Would You Ask it that Way? Measuring and Improving Question Naturalness for Knowledge Graph Question Answering
This addresses the challenge of dataset quality for KGQA, which impacts users relying on natural language interfaces, though it is incremental as it focuses on improving existing data rather than a new method.
The paper tackles the problem of unnatural questions in knowledge graph question answering (KGQA) datasets by creating the IQN-KGQA test collection, which evaluates and rewrites questions for naturalness, and finds that some KGQA systems perform worse with more realistic questions.

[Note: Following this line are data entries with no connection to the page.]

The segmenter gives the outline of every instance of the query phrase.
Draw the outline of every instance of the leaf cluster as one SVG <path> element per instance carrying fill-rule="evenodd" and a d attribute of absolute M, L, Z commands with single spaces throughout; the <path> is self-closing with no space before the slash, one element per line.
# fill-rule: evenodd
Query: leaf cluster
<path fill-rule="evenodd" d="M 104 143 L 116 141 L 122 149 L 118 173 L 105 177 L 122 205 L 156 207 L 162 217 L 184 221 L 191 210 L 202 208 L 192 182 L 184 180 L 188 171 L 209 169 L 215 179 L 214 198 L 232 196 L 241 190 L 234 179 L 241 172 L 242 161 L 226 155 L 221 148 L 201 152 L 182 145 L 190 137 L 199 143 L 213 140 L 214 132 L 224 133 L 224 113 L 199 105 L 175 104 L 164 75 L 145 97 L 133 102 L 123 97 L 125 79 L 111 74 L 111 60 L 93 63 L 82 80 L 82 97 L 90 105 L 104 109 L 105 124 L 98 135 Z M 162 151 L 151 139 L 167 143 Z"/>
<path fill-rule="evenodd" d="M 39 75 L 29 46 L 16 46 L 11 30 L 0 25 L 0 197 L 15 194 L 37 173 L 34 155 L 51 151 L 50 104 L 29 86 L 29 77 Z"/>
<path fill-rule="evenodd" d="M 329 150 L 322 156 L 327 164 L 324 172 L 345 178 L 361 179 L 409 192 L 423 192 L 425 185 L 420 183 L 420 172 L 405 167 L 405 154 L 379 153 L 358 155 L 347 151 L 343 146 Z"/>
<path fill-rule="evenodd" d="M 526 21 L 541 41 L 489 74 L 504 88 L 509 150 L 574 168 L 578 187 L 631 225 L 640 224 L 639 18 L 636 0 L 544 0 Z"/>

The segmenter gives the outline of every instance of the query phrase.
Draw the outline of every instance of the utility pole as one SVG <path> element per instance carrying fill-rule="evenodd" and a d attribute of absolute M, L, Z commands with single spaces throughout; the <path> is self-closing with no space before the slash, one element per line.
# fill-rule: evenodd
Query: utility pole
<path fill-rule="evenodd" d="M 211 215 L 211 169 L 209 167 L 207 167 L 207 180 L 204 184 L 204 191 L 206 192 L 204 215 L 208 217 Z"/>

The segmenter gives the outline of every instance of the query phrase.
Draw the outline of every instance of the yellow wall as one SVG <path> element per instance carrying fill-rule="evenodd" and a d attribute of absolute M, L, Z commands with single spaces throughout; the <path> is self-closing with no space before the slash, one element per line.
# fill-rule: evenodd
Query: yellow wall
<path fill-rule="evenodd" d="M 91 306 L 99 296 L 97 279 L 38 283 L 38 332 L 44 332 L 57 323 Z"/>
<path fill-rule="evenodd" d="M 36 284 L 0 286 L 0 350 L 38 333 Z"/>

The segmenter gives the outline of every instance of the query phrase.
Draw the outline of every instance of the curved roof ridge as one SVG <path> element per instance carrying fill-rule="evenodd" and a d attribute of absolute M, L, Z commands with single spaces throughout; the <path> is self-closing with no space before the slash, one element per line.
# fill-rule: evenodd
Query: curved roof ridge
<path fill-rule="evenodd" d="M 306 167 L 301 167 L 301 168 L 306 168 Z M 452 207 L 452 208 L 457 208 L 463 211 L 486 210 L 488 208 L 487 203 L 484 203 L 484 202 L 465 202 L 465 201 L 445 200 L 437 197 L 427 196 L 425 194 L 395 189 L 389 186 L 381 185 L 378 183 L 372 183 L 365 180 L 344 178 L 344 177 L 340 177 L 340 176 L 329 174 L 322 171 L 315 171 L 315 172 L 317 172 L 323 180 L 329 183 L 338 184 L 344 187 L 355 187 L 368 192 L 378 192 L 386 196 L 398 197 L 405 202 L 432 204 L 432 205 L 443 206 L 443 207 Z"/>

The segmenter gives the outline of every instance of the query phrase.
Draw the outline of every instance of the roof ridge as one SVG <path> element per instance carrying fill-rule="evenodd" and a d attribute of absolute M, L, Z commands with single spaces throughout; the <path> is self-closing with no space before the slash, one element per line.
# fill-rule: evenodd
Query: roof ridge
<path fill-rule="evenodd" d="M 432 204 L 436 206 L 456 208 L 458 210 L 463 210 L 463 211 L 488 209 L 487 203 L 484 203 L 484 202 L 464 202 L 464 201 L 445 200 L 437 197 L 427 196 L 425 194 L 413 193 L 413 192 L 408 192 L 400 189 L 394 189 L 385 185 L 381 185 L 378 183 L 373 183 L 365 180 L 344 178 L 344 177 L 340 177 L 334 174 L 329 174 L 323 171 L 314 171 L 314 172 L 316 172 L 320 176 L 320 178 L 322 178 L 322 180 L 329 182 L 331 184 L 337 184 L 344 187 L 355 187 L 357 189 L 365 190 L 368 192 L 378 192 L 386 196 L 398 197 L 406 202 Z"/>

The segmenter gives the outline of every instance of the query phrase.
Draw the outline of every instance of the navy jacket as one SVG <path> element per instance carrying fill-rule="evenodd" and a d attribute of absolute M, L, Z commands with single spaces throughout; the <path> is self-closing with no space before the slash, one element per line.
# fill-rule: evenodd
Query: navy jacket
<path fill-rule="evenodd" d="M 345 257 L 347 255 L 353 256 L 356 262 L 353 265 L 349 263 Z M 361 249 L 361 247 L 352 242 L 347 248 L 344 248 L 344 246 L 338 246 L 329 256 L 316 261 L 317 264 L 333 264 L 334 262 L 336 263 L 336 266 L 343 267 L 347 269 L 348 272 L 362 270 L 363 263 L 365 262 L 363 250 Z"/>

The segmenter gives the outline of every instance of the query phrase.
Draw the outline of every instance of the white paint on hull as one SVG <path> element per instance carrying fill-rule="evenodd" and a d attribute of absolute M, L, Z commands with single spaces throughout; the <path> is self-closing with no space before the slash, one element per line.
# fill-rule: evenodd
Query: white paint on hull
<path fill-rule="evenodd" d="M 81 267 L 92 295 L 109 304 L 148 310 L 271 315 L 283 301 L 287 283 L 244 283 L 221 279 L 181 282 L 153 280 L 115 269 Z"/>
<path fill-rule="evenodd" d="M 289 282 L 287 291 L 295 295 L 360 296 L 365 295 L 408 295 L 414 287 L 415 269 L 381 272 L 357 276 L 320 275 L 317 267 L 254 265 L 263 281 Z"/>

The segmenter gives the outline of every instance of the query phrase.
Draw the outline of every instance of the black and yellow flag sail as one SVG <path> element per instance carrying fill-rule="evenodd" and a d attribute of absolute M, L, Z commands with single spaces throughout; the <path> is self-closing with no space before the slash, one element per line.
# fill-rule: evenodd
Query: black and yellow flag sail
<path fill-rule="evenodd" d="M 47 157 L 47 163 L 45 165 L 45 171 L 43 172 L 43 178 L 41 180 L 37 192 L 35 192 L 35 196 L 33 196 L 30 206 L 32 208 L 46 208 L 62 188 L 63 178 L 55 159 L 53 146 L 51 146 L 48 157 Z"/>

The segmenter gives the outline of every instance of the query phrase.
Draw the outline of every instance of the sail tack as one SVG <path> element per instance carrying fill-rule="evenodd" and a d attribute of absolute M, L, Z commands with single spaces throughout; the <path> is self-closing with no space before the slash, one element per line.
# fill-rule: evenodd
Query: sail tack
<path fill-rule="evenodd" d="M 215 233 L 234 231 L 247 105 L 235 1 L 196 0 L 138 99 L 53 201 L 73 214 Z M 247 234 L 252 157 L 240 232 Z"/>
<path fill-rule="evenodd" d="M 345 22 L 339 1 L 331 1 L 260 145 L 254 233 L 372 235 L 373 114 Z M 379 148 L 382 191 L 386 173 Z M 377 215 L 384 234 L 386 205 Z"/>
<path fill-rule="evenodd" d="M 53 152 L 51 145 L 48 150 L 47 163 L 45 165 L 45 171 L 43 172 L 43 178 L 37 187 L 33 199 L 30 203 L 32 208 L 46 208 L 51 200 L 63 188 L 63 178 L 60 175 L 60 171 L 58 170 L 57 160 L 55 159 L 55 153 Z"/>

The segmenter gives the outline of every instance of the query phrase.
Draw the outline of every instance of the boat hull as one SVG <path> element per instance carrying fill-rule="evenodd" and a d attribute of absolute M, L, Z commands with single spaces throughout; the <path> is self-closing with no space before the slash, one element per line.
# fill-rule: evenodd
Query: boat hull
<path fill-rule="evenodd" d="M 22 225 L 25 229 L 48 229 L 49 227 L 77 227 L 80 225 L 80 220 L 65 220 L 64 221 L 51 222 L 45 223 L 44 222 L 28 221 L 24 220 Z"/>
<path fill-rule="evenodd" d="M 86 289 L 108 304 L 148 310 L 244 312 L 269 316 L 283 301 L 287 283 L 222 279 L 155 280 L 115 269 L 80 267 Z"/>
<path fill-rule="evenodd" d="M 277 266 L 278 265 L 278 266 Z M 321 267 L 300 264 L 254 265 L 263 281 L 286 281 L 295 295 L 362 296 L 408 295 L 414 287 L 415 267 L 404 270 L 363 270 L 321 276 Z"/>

Knowledge graph question answering (KGQA) facilitates information access by leveraging structured data without requiring formal query language expertise from the user. Instead, users can express their information needs by simply asking their questions in natural language (NL). Datasets used to train KGQA models that would provide such a service are expensive to construct, both in terms of expert and crowdsourced labor. Typically, crowdsourced labor is used to improve template-based pseudo-natural questions generated from formal queries. However, the resulting datasets often fall short of representing genuinely natural and fluent language. In the present work, we investigate ways to characterize and remedy these shortcomings. We create the IQN-KGQA test collection by sampling questions from existing KGQA datasets and evaluating them with regards to five different aspects of naturalness. Then, the questions are rewritten to improve their fluency. Finally, the performance of existing KGQA models is compared on the original and rewritten versions of the NL questions. We find that some KGQA systems fare worse when presented with more realistic formulations of NL questions. The IQN-KGQA test collection is a resource to help evaluate KGQA systems in a more realistic setting. The construction of this test collection also sheds light on the challenges of constructing large-scale KGQA datasets with genuinely NL questions.